Predicting the behavior of many-particle systems in quantum mechanics is one of the most difficult computational problems in condensed matter physics and chemistry due to the exponential growth of the dimension of the Hilbert space. The aim of this research is to investigate the ability of quantum neural networks to overcome this challenge and achieve chemical accuracy in predicting the ground-state energy and properties of many-electron systems. In this study, a new architecture of quantum neural networks based on strongly entangling layers, tensor pretraining, and quantum natural gradient optimization was designed and implemented on NISQ superconducting processors.

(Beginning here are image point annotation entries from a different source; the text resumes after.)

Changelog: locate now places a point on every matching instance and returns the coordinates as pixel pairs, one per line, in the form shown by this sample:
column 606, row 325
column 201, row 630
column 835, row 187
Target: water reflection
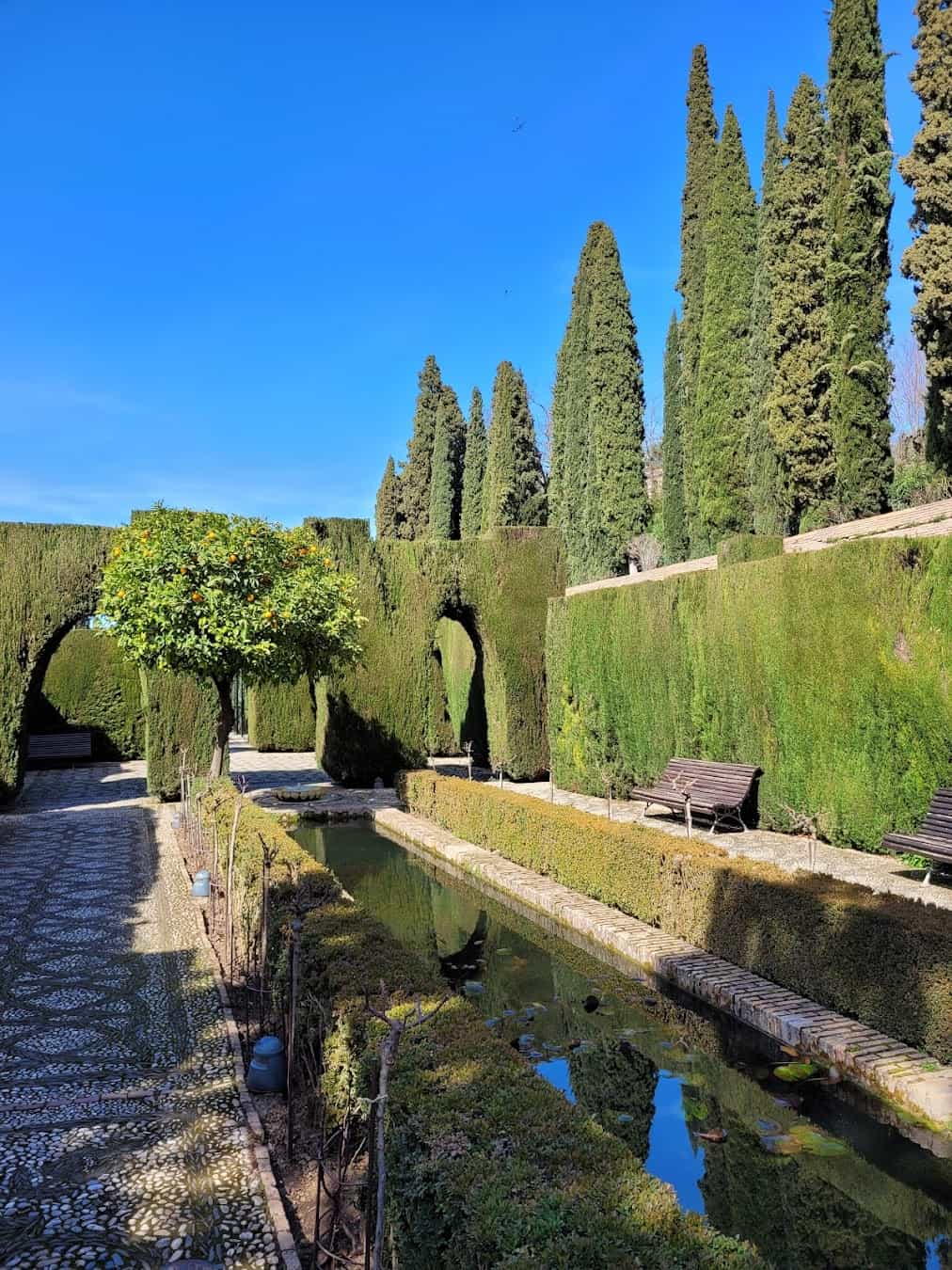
column 802, row 1174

The results showed that these networks can predict the properties of the molecules H₂, LiH, BeH₂, H₂O, and CH₄ with an average error of 0.92 mH (better than the chemical accuracy limit of 1.6 mH) and significantly better than the classical gold-standard method CCSD(T) and the standard VQE algorithm. Even for the N₂ molecule with 24 qubits, an error of 2.11 mH was achieved despite real hardware noise. The required circuit depth was also reduced by 40 to 65 percent, and the barren plateau phenomenon was controlled up to a depth of 42 layers. These findings suggest that quantum neural networks could soon replace costly classical methods in simulating medium- and large-scale many-particle systems, paving the way for the precise design of new materials and drugs.